De qualquer modo, não compete ao Supremo Tribunal de Justiça extrair ilações da matéria de facto, mas sim aplicar definitivamente o regime jurídico que julgue adequado aos factos materiais fixados pelo tribunal recorrido, conforme resulta dos artigos 729º, nº 1 do CPC e 87º, nº 2 do CPT.

Por tudo o exposto e improcedendo todas as conclusões da recorrente, resta-nos confirmar o julgado.

4---

Termos em que se acorda em negar a revista.

          

Custas a cargo da recorrente.         

Lisboa, 16 de Novembro de 2011       

Gonçalves Rocha (Relator)

Sampaio Gomes

Pereira Rodrigues

________________________

[1] Entrou em vigor em 1 de Dezembro de 2003, conforme resulta do n.º 1 do artigo 3.º da Lei n.º 99/2003.
[2]             Artº 44º
            ‘No trabalho em cima de telhados que ofereçam perigo pela inclinação, natureza ou estado da sua superfície, ou por efeito de condições atmosféricas, tomar-se-ão especiais medidas de segurança, tais como, a utilização de guarda-corpos, plataformas de trabalho, escadas de telhador e tábuas de rojo.
                § 1º. As plataformas terão a largura mínima de 0,40 m e serão suportadas com toda a segurança. As escadas de telhador e as tábuas de rojo serão afixadas solidamente
                § 2º Se as soluções indicadas no corpo do artigo não forem praticáveis, os operários utilizarão cintos de segurança providos de cordas que lhe permitam prender-se a um ponto resistente da construção.’  

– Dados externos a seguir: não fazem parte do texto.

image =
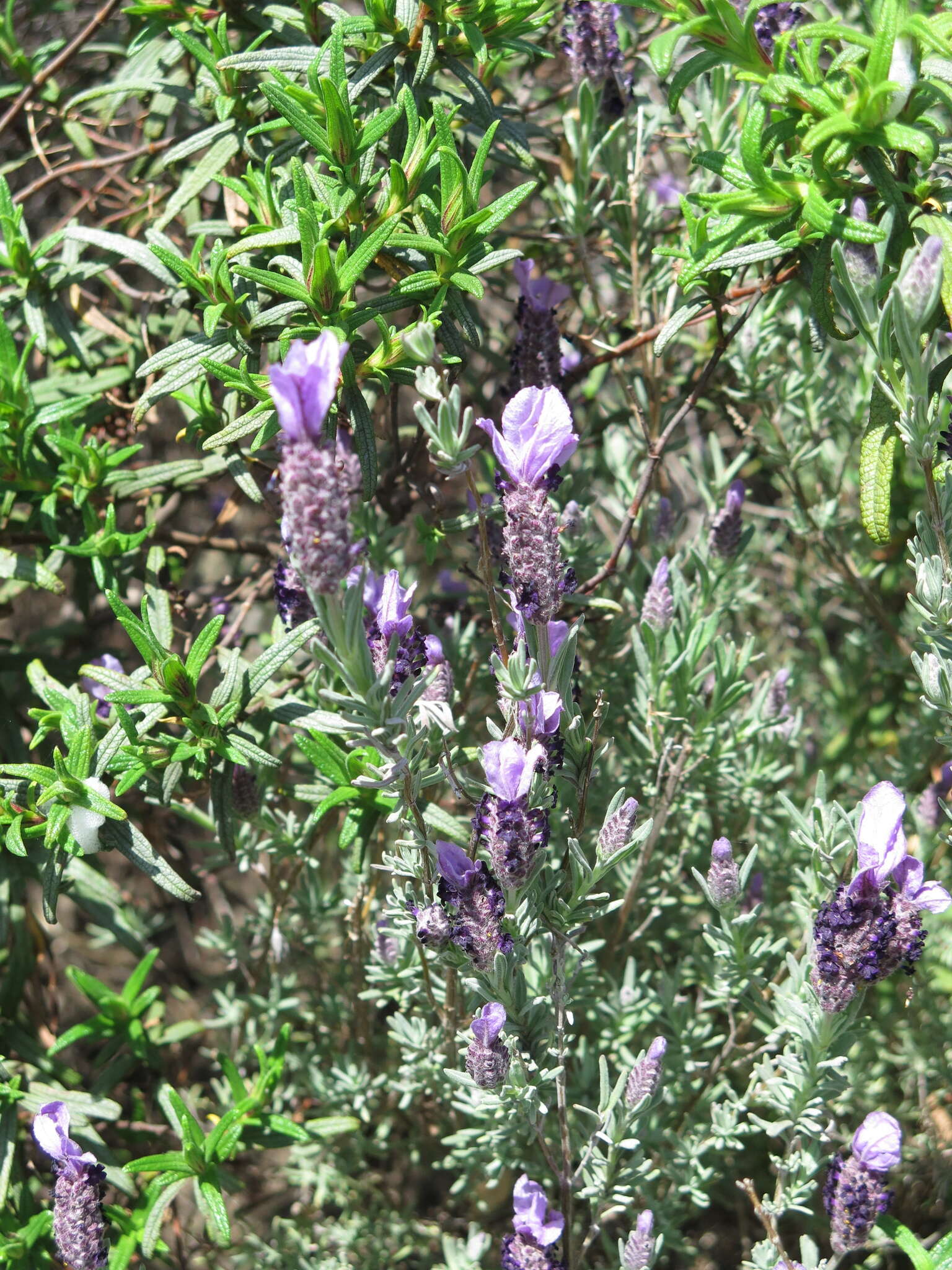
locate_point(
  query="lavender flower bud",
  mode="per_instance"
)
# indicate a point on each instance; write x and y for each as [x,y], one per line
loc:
[79,1225]
[617,828]
[100,691]
[319,488]
[537,1228]
[919,285]
[640,1249]
[505,825]
[591,40]
[244,791]
[855,1192]
[291,600]
[433,926]
[537,356]
[658,607]
[723,876]
[726,526]
[860,258]
[470,888]
[645,1078]
[928,809]
[488,1059]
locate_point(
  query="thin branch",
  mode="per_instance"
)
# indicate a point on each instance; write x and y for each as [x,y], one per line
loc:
[54,65]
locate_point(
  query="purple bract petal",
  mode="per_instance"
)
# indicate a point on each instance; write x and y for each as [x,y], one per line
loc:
[509,768]
[878,1143]
[488,1025]
[537,435]
[532,1214]
[305,385]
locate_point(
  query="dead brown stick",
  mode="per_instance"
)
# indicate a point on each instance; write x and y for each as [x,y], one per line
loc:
[89,164]
[54,65]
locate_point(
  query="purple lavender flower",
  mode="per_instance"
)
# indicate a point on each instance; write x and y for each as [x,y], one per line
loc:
[305,384]
[640,1249]
[772,20]
[591,40]
[617,828]
[536,436]
[470,888]
[536,440]
[537,356]
[488,1059]
[79,1225]
[855,1192]
[873,928]
[100,691]
[442,686]
[928,809]
[390,616]
[537,1228]
[433,925]
[723,879]
[291,598]
[658,606]
[505,825]
[726,526]
[645,1078]
[918,285]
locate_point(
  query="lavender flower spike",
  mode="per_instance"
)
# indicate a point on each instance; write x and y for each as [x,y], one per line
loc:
[640,1249]
[469,887]
[305,384]
[726,526]
[505,825]
[855,1194]
[658,606]
[537,1228]
[537,357]
[488,1059]
[723,878]
[617,828]
[645,1078]
[537,435]
[79,1226]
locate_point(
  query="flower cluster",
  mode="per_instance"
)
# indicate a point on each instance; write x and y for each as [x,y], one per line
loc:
[536,440]
[79,1225]
[855,1192]
[475,895]
[873,926]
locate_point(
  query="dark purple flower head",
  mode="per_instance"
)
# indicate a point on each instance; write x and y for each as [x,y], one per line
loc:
[489,1024]
[532,1215]
[855,1193]
[456,866]
[100,691]
[541,294]
[79,1225]
[536,436]
[726,526]
[488,1059]
[305,385]
[509,768]
[291,598]
[640,1248]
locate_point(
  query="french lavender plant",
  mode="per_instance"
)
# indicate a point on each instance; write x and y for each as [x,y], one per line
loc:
[79,1223]
[536,440]
[873,926]
[855,1193]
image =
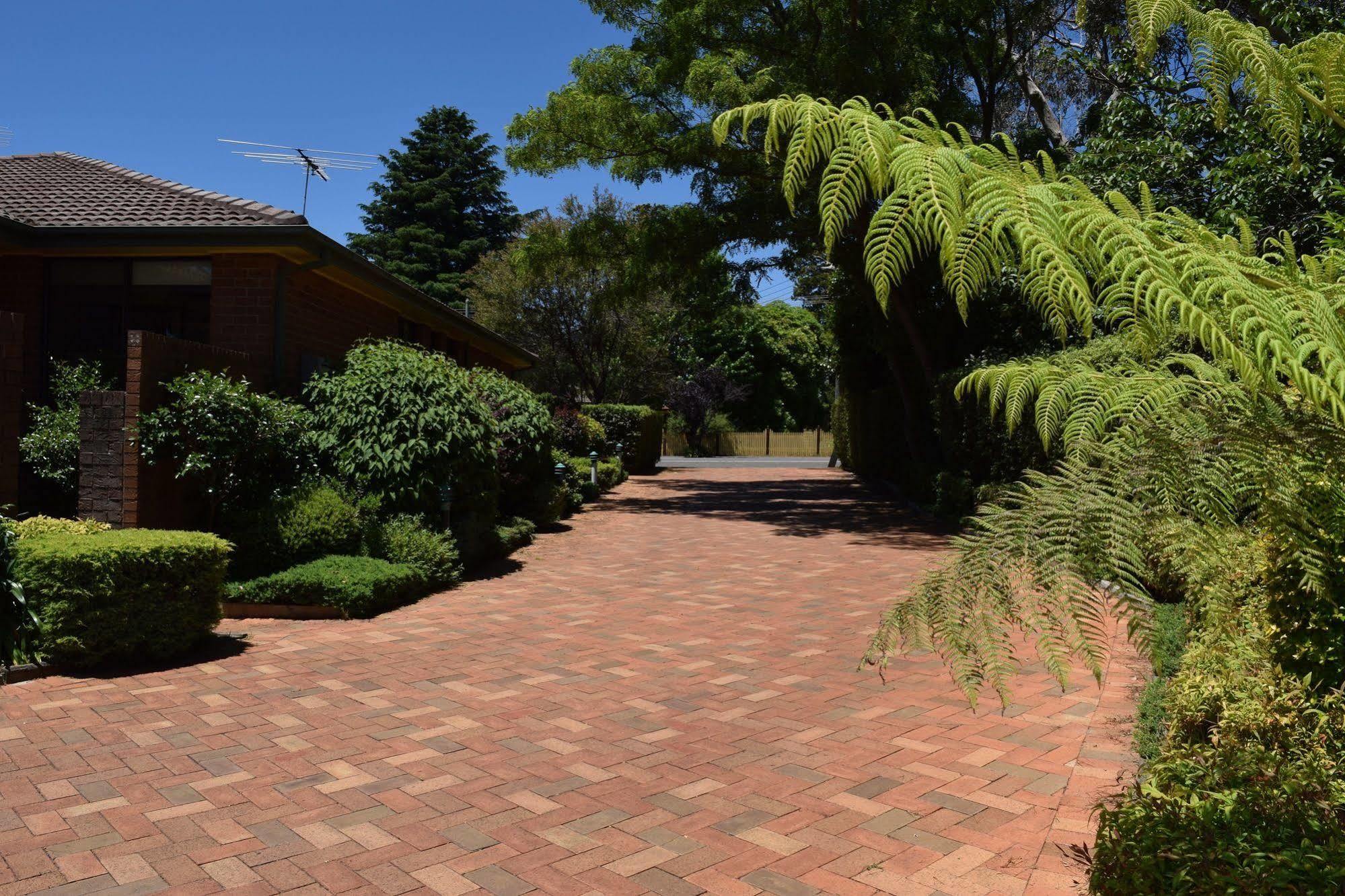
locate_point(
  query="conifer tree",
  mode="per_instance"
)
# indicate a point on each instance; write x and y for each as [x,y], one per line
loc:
[439,207]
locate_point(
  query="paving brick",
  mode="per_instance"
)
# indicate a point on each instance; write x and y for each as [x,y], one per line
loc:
[663,699]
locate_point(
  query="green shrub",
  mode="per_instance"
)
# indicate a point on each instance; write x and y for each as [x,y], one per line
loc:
[1246,793]
[637,428]
[359,587]
[51,445]
[511,535]
[569,492]
[526,435]
[406,540]
[34,527]
[610,476]
[240,449]
[17,620]
[577,434]
[398,423]
[126,594]
[311,523]
[1152,711]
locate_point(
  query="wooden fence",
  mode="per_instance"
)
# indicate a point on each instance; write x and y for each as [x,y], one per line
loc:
[811,443]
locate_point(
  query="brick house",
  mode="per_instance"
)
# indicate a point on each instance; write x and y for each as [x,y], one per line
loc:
[93,255]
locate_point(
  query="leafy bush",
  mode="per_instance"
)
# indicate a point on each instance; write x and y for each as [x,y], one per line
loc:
[1152,711]
[526,435]
[238,447]
[569,493]
[577,434]
[398,423]
[638,428]
[34,527]
[511,535]
[1246,793]
[17,621]
[359,587]
[1249,794]
[406,540]
[51,445]
[314,521]
[126,594]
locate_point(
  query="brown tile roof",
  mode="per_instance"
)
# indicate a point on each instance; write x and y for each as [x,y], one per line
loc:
[65,190]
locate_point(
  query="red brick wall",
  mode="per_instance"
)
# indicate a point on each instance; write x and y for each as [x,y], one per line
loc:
[102,457]
[242,302]
[326,320]
[151,496]
[12,357]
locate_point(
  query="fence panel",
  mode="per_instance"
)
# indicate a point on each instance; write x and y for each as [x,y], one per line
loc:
[810,443]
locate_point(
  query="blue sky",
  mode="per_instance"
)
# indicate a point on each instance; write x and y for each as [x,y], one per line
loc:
[151,85]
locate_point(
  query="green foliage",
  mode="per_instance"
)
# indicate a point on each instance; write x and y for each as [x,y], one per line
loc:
[19,622]
[34,527]
[359,587]
[577,434]
[599,293]
[1152,710]
[1249,793]
[397,423]
[406,540]
[526,437]
[237,447]
[782,359]
[122,595]
[439,207]
[637,428]
[314,521]
[511,535]
[51,445]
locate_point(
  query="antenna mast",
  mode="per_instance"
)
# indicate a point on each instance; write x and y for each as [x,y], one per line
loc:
[315,162]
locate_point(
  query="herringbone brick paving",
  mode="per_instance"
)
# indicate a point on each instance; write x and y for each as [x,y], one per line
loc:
[663,700]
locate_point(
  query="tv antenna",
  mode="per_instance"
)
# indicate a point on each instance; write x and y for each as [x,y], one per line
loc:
[315,162]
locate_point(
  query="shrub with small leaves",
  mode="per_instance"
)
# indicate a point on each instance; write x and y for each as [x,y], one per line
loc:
[406,540]
[51,445]
[34,527]
[240,449]
[398,423]
[577,434]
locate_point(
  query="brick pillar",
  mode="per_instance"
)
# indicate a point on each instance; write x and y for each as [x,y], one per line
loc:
[102,450]
[11,404]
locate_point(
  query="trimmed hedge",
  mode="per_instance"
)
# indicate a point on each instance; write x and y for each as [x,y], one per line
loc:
[406,540]
[637,428]
[304,525]
[35,527]
[359,587]
[122,595]
[511,535]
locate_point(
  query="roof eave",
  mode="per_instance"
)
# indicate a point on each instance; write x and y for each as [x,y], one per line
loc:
[260,236]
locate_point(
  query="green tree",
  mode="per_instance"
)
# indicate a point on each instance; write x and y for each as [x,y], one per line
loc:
[643,111]
[595,291]
[782,357]
[439,207]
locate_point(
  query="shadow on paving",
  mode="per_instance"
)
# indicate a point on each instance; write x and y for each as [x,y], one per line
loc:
[802,507]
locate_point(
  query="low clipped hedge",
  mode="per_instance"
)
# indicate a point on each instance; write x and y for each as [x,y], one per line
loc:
[121,595]
[359,587]
[637,428]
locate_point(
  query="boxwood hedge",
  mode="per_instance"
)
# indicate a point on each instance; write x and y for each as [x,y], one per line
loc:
[121,595]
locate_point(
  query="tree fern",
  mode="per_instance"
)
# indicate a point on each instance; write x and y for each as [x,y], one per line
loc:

[3]    Diploma que procedeu à revisão da regulamentação das condições de segurança e de saúde no trabalho em estaleiros temporários ou móveis, constante do Dec.-Lei nº 155/95, de 1/7, mantendo as prescrições mínimas de segurança e saúde no trabalho estabelecidas pela Directiva nº 92/57/CEE, do Conselho, de 24/6.

[4] Neste sentido os acórdãos do STJ de 18/4/2007, proferido no processo nº 52/2007 e de 25.11.2010, proferido no processo 710/04.3TUGMR.P1.S1, ambos desta 4ª Secção, www.dgsi.pt.

[5]    Art.º 11º


      Quedas em altura

      1. Sempre que haja riscos de quedas em altura, devem ser tomadas medidas de protecção colectiva adequadas e eficazes ou, na impossibilidade destas, de protecção individual, de acordo com a legislação aplicável, nomeadamente o Regulamento de Segurança no Trabalho da Construção Civil.

      2. Quando, por razões técnicas, as medidas de protecção colectiva forem inviáveis ou ineficazes, devem ser adoptadas medidas complementares de protecção individual, de acordo com a legislação aplicável.

[6] Pires de Lima e Antunes Varela, Código Civil anotado, I volume, 1967, pgª 228.